The spin-resolved transmission spectra, which are helpful for understanding the I–V characteristics because the spin-polarized current is contributed by integrating in the bias window [−V_b/2, V_b/2], were calculated and are shown in Fig. 4 and 5 for both of the devices, where the Fermi levels are set to zero and the black dashed lines represent the bias window. Due to the symmetric behavior, we just discuss the transmission spectrum in the positive bias region. For the zigzag device, in Fig. 4, it is very clear that there is no transmission peak of the spin-down channel entering the bias window at all bias voltages, which means that the spin-down electron has no tunneling path. Thus, the spin-down current is nearly zero. At zero bias, the transmission of the spin-up channel crosses the Fermi level, and thus a small voltage can cause the current. From 0.2 V to 0.35 V, although the bias window is broadened, there is no significant change in the integral area of the spin-up spectrum. Therefore, a current platform appears around a bias of 0.3 V. At 0.55 V, we can see that the spin-up transmission spectrum is slightly suppressed, which causes the integral area to be smaller than that at 0.35 V. So NDR effects appear at a bias of 0.55 V. As the bias increases, more transmission coefficients enter into the bias window, which results in an increase in the current.

Fig. 4 Spin-dependent transmission spectrum of the zigzag direction.

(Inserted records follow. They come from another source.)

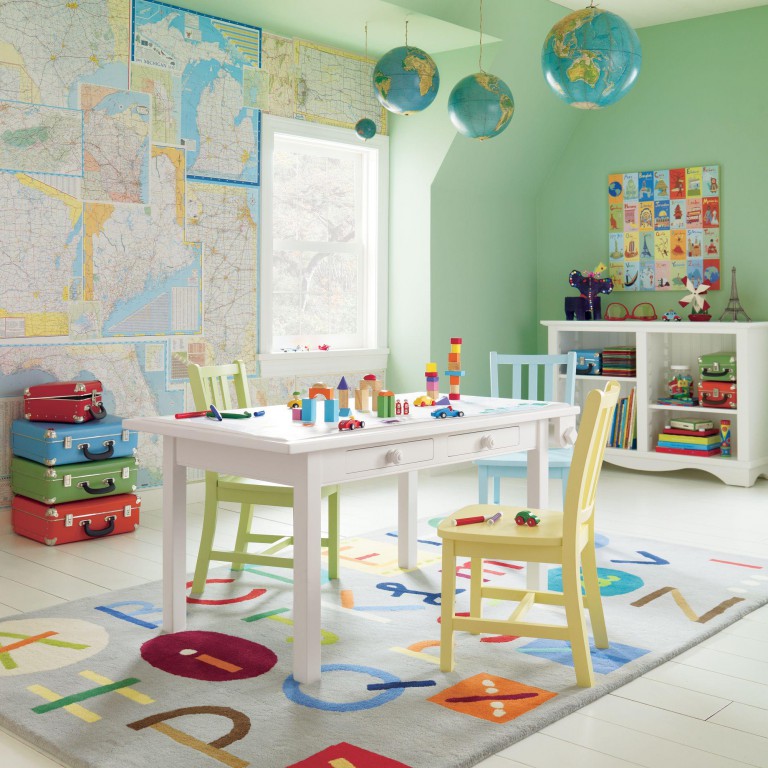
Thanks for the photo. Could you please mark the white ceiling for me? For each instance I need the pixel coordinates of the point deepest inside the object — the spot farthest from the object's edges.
(647, 13)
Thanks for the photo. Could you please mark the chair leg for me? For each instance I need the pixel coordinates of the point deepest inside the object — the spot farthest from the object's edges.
(243, 529)
(475, 589)
(577, 626)
(482, 484)
(206, 538)
(564, 479)
(447, 606)
(593, 600)
(333, 535)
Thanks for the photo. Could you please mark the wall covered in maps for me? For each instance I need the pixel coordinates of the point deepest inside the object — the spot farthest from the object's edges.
(129, 195)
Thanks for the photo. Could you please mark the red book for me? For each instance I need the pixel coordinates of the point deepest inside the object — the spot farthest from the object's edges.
(685, 452)
(691, 432)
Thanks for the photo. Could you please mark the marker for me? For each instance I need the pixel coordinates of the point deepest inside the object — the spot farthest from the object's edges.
(190, 414)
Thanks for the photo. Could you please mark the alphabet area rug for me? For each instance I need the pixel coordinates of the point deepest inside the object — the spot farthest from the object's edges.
(95, 684)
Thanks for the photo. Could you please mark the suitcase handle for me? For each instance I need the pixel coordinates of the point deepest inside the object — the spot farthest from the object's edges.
(103, 532)
(97, 456)
(718, 374)
(98, 411)
(95, 491)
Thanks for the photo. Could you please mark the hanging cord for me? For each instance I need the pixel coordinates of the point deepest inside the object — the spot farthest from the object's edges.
(480, 59)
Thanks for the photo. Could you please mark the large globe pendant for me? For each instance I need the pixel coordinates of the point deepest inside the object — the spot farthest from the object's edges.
(406, 80)
(480, 106)
(591, 58)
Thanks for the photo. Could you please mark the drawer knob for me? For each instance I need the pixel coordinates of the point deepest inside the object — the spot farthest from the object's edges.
(488, 442)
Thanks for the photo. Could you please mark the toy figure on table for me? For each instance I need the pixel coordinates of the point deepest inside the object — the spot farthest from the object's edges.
(586, 306)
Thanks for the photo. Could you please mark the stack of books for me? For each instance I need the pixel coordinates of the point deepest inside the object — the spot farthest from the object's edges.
(620, 361)
(623, 431)
(690, 437)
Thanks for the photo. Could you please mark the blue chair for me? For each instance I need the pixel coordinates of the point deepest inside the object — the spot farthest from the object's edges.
(543, 372)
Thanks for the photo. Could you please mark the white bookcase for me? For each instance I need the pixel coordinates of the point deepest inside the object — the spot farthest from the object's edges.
(661, 344)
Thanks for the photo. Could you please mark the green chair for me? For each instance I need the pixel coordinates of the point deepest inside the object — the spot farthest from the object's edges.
(213, 385)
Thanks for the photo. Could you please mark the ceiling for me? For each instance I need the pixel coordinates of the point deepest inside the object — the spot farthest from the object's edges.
(341, 23)
(647, 13)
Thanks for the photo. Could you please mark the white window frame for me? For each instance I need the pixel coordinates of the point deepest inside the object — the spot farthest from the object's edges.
(373, 355)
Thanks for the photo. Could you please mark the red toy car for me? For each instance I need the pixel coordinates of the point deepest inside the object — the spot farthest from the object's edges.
(351, 424)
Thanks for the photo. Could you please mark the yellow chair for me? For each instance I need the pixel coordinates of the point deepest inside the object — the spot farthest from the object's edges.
(212, 385)
(566, 538)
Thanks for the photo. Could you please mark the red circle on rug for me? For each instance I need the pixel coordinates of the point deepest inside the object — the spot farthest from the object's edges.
(209, 656)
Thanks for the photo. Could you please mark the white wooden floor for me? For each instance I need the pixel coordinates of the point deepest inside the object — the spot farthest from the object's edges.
(708, 708)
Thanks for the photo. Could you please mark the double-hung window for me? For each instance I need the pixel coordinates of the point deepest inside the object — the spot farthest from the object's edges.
(323, 263)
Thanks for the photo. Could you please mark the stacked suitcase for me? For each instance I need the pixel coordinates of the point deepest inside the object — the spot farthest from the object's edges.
(717, 380)
(73, 471)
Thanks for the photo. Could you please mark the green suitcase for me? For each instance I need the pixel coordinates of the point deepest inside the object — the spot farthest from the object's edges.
(73, 482)
(718, 366)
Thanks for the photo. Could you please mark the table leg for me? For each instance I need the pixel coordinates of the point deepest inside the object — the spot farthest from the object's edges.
(306, 572)
(407, 486)
(538, 488)
(174, 540)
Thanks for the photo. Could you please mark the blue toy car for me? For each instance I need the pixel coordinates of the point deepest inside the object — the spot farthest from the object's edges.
(447, 412)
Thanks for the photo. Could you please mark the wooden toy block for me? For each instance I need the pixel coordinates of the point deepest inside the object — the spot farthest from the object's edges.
(321, 389)
(331, 410)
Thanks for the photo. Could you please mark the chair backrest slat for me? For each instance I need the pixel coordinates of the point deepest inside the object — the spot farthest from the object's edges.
(212, 384)
(542, 376)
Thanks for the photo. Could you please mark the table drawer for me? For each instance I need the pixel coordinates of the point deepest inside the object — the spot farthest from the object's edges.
(473, 442)
(383, 456)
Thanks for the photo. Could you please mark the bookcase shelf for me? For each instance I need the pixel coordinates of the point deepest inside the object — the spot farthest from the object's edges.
(659, 345)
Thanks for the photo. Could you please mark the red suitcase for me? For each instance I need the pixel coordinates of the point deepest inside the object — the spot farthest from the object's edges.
(64, 401)
(717, 394)
(75, 520)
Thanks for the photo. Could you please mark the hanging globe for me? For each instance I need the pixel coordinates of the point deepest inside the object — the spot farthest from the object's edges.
(481, 106)
(365, 128)
(406, 80)
(591, 58)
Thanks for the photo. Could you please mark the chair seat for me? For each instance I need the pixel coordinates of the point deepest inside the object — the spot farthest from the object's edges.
(559, 458)
(548, 533)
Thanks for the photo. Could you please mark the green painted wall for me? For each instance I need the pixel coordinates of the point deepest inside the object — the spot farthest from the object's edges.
(701, 99)
(472, 273)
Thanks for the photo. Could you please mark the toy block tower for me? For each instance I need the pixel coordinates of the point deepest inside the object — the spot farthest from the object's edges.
(454, 372)
(343, 389)
(433, 382)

Fig. 5 Spin-dependent transmission spectrum of the armchair direction.

Fig. 5 shows the transmission spectra of the armchair device. It is very clear, both for the spin-up and spin-down electrons, that no transmission coefficients appear in the bias window until the bias reaches 0.5 V, which means that the current is zero when the bias is below 0.5 V. Once the bias reaches 0.6 V, a tiny spin-up transmission coefficient enters into the window, and the integral area is significantly expanded with an increase in bias. At the same time, the transmission coefficient of the spin-down channel remains zero, which is consist with the I–V curve shown in Fig. 2. Meanwhile, the disparity in the transmission spectra between the two devices can explain why the value of the current for the zigzag orientation is 100 times higher than that for the armchair orientation, and why monolayer VS₂ shows distinct transport anisotropy along different orientations.

4. Conclusion

In this work, we have studied the electronic transport behavior of hexagonal monolayer VS₂ along the zigzag and armchair directions using density functional theory combined with the non-equilibrium Green's function. A spin filtering effect has been obtained in both orientations, and strong anisotropy appears as expected: the zigzag direction has metallic behavior, while the armchair direction is a semiconductor. Meanwhile, NDR also exists in the zigzag orientation device, which is found in TMDs for the first time. Therefore, monolayer VS₂ can not only be used in spintronic applications as an electrode, but can also be applied in digital applications, amplification, and oscillators, which makes it a multifunction material.

Acknowledgements

This work was supported by National Natural Science Foundation of China under Grant No. 11274130 and No. 11374111.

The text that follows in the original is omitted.